Let's say you mainly have the first cases. Have a look at how your data looks like in JSONL format when running
prodigy db_out your_ner_database | head -1.
Now annotate 1 or 2 examples with the
textcat interface and have a look at how those examples look like in JSON - you'll see it is largely the same except for the
spans part that you have for NER and not for textcat, and for textcat you have
options and an
accept bit that stores the textcat label that was chosen. Also note that the
_view_id is different.
So basically you could write a script that converts the NER JSONL annotations into textcat JSONL annotations by setting the span label as the textcat accepted choice and tweaking the data so that it looks like it came from a textcat recipe. And then you could use
prodigy db_in to load it all back into Prodigy and you'll have a
textcat dataset without having to relabel everything manually.
Let me know if that works for you or if you need more help with this!
Thank you for the quick reply! Let me add a little more detail about what I did and see what you recommend. I fully annotated all pieces of each text using ner.manual as if I was doing text annotation. So for example I have a label 'response' and I selected the entire span of text for the response in every case. I labeled the name of the questioner as INTERVIEWER and the responder as RESPONDENT. I labeled the span of the question as QUESTION. And everything else, I labeled as OTHER. So every text is fully labeled. I say this because I think I took the approach to labeling text as opposed to named entities. I see you mentioned there's a different attribute for textcat that needs to be recognized - given the above - appreciate your advice again on best step
To be honest, that doesn't really sound like a
textcat challenge to me. Text classification is more about assigning one or multiple labels to the entire text. From what you described, you're still interested in finding the actual token boundaries of your 5 types of entities, correct?
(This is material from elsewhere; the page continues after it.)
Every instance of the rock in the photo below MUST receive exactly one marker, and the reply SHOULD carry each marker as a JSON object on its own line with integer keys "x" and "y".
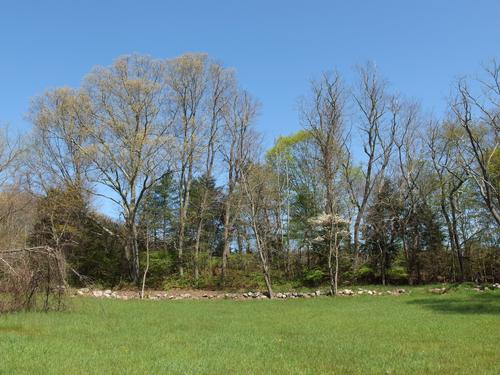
{"x": 438, "y": 290}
That said, you're right that this doesn't sound like a "traditional" NER challenge like recognizing properly capitalized names or cities. But you still need something similar to NER to detect the token boundaries + label them. The good news is we've recently added support in spaCy for a new type of component called
spancat that does exactly that. You can read a bit more here: https://spacy.io/usage/v3-1#spancategorizer
spancat component has less restrictions than the NER: it allows overlapping/nested spans, for instance. Traditionally, with NER, one token can belong to only one named entity, but with the
spancat a token can belong to multiple spans. You might not need this specific feature for your specific use-case, but it might still be worth experimenting whether the
spancat component gives you better results than the
ner when training.
The upcoming Prodigy 1.11 will provide built-in support for training a
spancat component directly within Prodigy, but you might already experiment with spaCy 3.1 to check out this (experimental) functionality. I can't say up-front whether or not it'll improve your NER performance results, though. But it's worth a shot!
PS: not sure what the use if of your "OTHER" label? It feels like an unnecessary burden during annotation, and I'm not sure it actually helps with performance?
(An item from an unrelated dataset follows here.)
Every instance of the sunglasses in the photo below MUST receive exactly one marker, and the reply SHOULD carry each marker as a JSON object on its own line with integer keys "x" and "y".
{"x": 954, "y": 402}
Thank you SofieVL! This is my first annotation project so I so appreciate the guidance I see now that textcat is probably not the right approach and ner wasn't a bad decision. What caught me was something in the textcat documentation that said it was better for longer spans, like sentences, paragraphs. What I'm trying to do is train a classifier on on predicting what is question text from response text in a document that has many rounds of questions/answers. Some interviews are transcipts, that have transcript 'junk' in it like timestamps, filenames, and other junk - which was the purpose of 'other'. So I'm labeling all that stuff like you would named entities. So you're right I'm definitely interested in marking ne boundaries - at least I think I am! The first training round did really well - but I had only annotated one document. I thought I would ask before I started doing more docs if I should switch to textcat.
I will definitely check out spancat!! But it sounds like ner still isn't a bad approach afterall. Thank you thank you - any thoughts welcome and I'll do some looking into spancat.